VISUAL ARTS/Aidan Dunne: In Jellyfish Lake, the video that is one of the main pieces in Dorothy Cross's fine exhibition Salve at the Kerlin Gallery, we see a sequence of underwater, partial views of a floating woman, her thick hair spread out around her head and shoulders like masses of seaweed.
Reviewed: Salve, Dorothy Cross, Kerlin Gallery until June 29 (01- 6709093), Loss & Memory, Amelia Stein, Rubicon Gallery until July 3 (01- 6708055), On the Edge, Angie Grimes, Bridge Gallery, 6 Upr Ormond Quay until June 25 (01-8729702)
There is a calm, slow-motion quality to the images. Warm sunlight streams through blue-green water and all would be serene were it not for the fact that the woman is floating amid a shoal of jellyfish.

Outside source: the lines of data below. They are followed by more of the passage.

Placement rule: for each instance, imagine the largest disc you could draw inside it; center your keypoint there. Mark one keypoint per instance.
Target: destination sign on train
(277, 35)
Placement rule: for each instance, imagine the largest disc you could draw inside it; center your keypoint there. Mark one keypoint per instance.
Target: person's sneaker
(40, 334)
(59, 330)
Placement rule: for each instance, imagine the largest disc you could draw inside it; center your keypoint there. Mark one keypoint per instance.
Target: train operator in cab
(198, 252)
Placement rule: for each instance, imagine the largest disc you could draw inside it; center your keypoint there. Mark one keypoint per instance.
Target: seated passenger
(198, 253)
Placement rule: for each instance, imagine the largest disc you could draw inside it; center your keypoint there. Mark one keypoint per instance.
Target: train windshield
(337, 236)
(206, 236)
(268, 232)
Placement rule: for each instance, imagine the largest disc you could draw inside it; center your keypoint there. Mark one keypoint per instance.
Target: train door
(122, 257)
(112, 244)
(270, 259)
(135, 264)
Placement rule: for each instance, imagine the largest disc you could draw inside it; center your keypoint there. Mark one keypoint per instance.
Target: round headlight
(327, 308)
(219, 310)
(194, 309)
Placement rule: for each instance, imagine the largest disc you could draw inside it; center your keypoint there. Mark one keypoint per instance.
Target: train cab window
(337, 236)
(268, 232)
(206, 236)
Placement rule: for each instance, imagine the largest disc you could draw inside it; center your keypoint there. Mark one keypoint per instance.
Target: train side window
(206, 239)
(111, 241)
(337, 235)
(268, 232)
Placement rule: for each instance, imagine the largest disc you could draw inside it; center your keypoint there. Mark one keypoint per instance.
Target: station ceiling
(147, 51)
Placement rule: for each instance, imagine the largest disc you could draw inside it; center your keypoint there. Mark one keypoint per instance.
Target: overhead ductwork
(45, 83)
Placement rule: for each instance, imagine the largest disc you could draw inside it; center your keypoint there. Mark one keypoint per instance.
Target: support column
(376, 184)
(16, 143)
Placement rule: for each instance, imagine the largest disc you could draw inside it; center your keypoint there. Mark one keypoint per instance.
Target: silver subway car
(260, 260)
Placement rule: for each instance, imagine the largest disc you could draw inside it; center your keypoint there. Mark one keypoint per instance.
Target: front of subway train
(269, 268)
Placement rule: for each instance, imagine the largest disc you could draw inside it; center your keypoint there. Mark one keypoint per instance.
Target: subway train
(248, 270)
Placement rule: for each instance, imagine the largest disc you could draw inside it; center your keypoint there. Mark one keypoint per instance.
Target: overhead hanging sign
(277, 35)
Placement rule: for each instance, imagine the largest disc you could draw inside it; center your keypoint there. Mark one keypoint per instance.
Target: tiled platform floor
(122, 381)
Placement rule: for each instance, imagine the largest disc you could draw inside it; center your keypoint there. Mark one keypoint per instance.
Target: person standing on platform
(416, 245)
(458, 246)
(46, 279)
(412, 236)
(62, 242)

Cutaway shots reveal hundreds, perhaps thousands of the creatures all around. As the woman floats, individual fish of varying sizes, from tiny to alarmingly large, propel themselves inquisitively up to her vulnerably bare flesh. There is obviously a certain tension, here, between her apparent calmness and the proximity of animals which usually represent a threat to the human presence. A sense of idyll is constantly checked by anxiety.
Common sense suggests that these particular fish must not be venomous and thankfully that is the case, though this information is quite rightly not offered as part of the work.

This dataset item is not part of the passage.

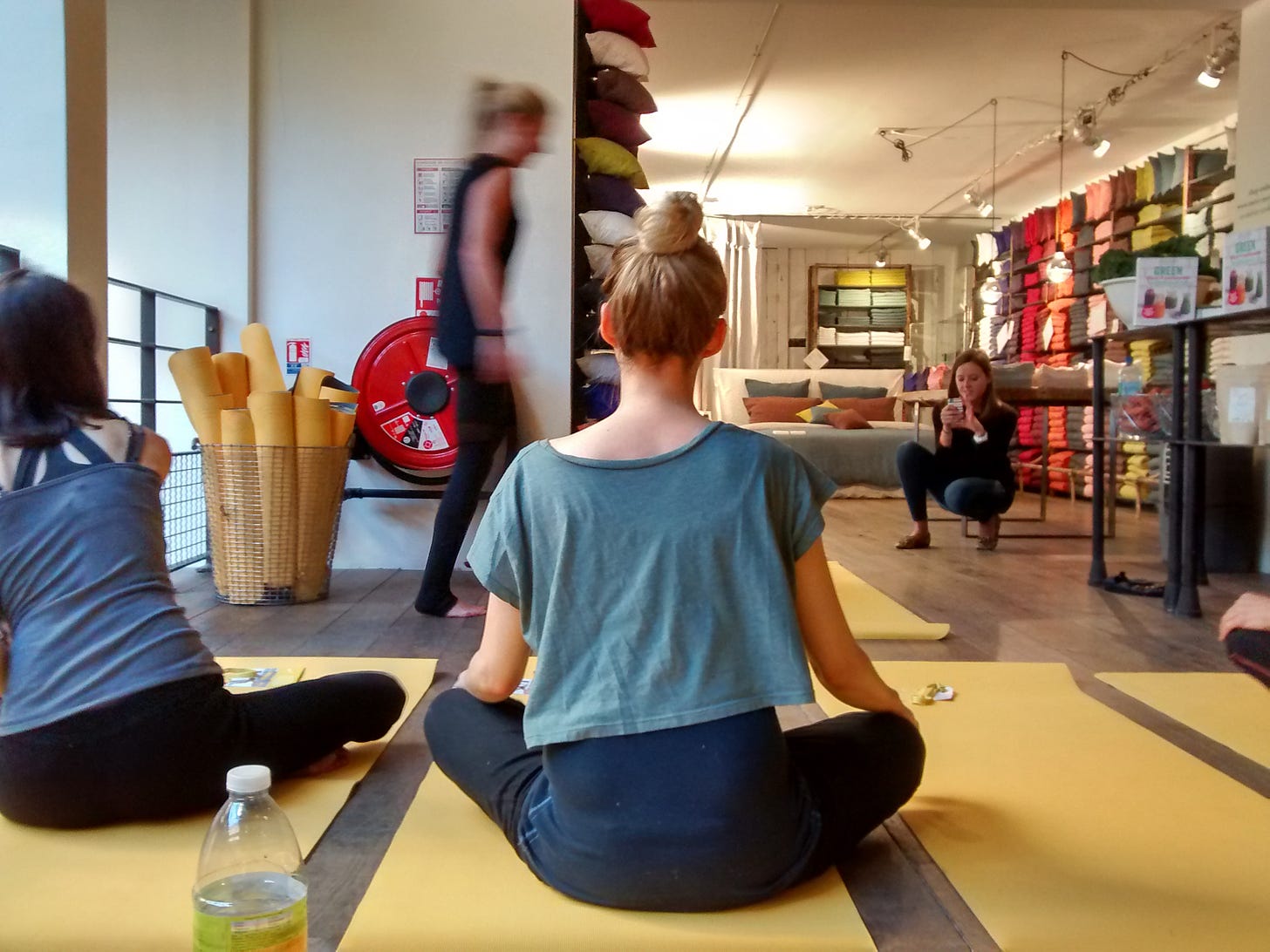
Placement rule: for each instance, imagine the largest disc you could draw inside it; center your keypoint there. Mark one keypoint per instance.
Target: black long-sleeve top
(989, 459)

Regardless of knowing or not knowing about the jellyfishes' capacity to sting, the video might be viewed as being about testing and trusting the environment, which is something that we all do, all the time, in different ways. The woman could be either foolishly oblivious or virtuously trustful, depending on your viewpoint. The environment is the symbolically charged one of the sea.
What though, of the hapless jellyfish that form both medium and subject in a series of striking, Joseph Beuys-like drawings? These ethereal, abrasively beautiful, things are, or rather were, venomous, recalling Cross's long-running interest in venomous snakes. The effect is to echo and perhaps heighten the suggestion of risk in the video. Somehow these strange, characteristically astringent images strike a chord with two photographs of Skellig Rock, a jagged, antagonistic tooth in the ocean that paradoxically symbolises refuge and calm.
Cross's magpie eye for found objects and her penchant for retro surrealist flourishes are both exercised in a range of ancillary pieces including the punning Ehre die Frauen and Chatelain (which surely should be Chatelaine?), an extraordinary little bird's nest and a rather grisly Finger Print. One small work consists of a fragment of human skull together with a gold cast of it. In the Jewish cemetery on the Lido, Goethe famously picked up a human skull and rather brilliantly hypothesised that the plates that comprised it were composed of fused vertebrae.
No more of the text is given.